Think You Have A Bad United Airlines Story? I Think I Can Top It

I just spent over 10 hours trapped inside a United plane at the Newark airport.


The list of reasons for the delay was, well, magnificent:


1) Food was not stocked on board


2) Needed de-icing


3) Needed de-icing again


4) Lost fuel from waiting for takeoff


5) Lost our captain


6) No new captain (stuck in traffic)


7) Lost our crew while waiting for new captain


8) Got new crew


9) Still no new captain (still stuck in traffic)


10) Got new captain


11) Lost new crew while waiting for new captain


I wish I could write comedy that well.


During the 10 hours, we got off the plane only once.


Wait, you may say, they have to let you off the plane after so many hours.  Well, not really.


They tell you that you can leave.  But if you do, they add, you need to remove all your luggage. Translation:  If this plane is ready to go, we will abandon you like a three-legged mule.


Result:  You don’t dare leave the plane.


Remember that guy United dragged off the plane not too long ago? We were longing to be him.


But United added to the experience by offering no WIFI, no water, and no food.  The food part was especially ironic given that the lack of food on the plane was the initial reason for the delay.  Turns out, they weren’t going to give it to us anyway.  Eventually, I walked to the back of the plane and snuck a glass of water from the flight attendant.  I traded away one of my children for it.

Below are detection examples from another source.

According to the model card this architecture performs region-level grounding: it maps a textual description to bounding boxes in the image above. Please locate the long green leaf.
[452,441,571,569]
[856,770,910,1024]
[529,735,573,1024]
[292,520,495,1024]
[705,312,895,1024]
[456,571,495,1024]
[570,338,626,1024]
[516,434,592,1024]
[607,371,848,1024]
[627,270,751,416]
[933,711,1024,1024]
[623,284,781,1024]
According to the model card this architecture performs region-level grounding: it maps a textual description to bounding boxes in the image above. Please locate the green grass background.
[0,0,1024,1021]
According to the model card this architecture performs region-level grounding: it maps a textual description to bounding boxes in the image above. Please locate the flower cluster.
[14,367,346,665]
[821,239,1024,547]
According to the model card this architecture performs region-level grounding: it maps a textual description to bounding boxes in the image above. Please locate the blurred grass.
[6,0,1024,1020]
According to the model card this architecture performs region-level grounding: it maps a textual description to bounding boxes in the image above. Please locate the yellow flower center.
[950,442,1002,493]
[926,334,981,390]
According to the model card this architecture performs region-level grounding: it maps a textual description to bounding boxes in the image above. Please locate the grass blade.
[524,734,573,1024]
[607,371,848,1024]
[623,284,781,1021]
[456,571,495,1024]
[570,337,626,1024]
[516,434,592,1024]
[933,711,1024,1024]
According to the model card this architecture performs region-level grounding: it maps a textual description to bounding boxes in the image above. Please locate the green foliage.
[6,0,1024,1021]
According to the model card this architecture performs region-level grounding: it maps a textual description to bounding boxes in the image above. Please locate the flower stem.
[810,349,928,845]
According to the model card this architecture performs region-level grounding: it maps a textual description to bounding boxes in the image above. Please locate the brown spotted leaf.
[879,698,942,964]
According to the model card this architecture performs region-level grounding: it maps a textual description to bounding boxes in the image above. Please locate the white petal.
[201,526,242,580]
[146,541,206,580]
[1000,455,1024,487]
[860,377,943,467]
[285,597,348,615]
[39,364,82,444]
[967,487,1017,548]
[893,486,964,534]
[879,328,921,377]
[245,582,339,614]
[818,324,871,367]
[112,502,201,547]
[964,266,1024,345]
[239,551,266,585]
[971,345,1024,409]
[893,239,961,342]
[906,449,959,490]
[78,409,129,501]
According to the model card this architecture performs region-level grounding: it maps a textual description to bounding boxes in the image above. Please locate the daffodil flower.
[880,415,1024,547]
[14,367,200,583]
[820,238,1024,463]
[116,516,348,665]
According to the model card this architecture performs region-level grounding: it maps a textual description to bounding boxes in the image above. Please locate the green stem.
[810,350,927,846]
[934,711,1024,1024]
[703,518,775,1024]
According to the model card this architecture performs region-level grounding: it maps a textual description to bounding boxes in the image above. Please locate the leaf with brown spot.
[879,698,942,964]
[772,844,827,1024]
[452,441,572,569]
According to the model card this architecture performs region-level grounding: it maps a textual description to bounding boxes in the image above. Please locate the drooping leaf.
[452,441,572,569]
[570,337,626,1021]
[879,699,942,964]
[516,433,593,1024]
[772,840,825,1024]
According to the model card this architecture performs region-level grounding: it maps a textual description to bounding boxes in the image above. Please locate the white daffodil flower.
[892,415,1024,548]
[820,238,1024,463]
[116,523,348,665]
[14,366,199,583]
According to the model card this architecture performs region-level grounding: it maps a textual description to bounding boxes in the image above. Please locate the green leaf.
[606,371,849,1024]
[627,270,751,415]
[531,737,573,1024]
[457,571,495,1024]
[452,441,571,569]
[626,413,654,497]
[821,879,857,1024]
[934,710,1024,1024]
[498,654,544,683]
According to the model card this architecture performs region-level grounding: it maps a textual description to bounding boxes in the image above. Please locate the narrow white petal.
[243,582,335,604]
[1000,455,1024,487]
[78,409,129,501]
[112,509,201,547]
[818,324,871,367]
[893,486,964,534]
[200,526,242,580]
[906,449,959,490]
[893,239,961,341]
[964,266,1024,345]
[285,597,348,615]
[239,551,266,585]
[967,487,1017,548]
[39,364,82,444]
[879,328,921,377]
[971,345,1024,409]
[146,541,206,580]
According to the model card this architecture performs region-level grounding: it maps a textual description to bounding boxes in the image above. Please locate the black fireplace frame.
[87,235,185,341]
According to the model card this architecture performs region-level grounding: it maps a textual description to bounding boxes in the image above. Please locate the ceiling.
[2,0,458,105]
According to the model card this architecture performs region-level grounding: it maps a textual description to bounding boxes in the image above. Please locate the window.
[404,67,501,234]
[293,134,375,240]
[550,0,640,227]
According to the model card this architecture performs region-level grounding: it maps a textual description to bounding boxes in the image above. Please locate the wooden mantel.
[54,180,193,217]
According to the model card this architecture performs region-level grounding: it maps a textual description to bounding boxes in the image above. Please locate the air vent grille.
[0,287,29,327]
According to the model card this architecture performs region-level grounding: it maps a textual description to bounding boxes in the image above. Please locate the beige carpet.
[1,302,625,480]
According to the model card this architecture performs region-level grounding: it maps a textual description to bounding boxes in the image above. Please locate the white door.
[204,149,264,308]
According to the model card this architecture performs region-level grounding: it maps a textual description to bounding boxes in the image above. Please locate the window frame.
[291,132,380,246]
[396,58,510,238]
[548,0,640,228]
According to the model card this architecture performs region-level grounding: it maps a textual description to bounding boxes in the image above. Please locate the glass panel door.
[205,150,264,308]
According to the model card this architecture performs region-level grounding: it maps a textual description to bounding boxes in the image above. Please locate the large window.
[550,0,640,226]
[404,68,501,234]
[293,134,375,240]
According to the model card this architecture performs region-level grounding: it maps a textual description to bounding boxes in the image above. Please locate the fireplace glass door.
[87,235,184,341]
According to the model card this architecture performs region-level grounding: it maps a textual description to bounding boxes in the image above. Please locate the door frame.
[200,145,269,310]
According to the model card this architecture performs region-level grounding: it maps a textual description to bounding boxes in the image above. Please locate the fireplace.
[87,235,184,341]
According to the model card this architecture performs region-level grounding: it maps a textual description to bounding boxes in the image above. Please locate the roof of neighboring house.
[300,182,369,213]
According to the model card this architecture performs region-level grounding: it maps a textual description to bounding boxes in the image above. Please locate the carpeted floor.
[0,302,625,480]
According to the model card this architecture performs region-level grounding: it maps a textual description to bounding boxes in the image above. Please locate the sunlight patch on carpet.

But it was all okay, because United kept me informed viatext, telling me in a series of texts that the flight would:


Depart at 3:30 pm (wrong)


Depart at 7:45 pm (wrong)


Depart at 8:45 pm (wrong)


Depart at 9:35 pm (wrong)


Depart at 10:35 pm (wrong)


Depart at 12:55 am (wrong)


Depart at 11:59 pm (wrong) (an odd shift back in time, as well)


Depart at 12:30 am (wrong)


Depart at 12:59 am (wrong)


Depart at 3:49 am (wrong)


If you’re keeping score at home, that’s a stunning 0 for 10.  A monkey taking an algebra exam could do no worse.


In fact, their updates were so consistently wrong that I started texting back to update THEM, replying to each of their updates with:


Update:  We don’t have a pilot.


Update:  Crew just left.


Update:  You literally have no idea what’s going on.


And after ten hours on board, they finally cancelled the flight at 1:30 am.


But like a good firework show, United saved the best for last.   They told us all that we would have to go to the United service desk to reschedule.


And that’s where the bad math kicked in.


Number of employees at service desk:  4


Number of people waiting for service desk:  400


So the same people who got off the plane at 1:30 a.m. had the added joy of standing in line until 5:00 am (And beyond.  Line still had 225 people in it when I left at 5:00a.m.).


The good news is that I finally got a new flight by connecting to United on Twitter.  The bad news is that the flight is not until Saturday.  Which means I need a hotel. So I’m out a few hundred more dollars.


United will tell you it’s all because of the weather.  And that’s true.


But it’s sort of like building your next house out of cardboard and blaming the rain when it disintegrates.  


I now get the United slogan – “Fly the Friendly Skies.”  The skies are friendly.  It’s their planes that suck donkey ass.


So next time you have to fly, don’t fly the friendly skies.


Fly the friendly airplane.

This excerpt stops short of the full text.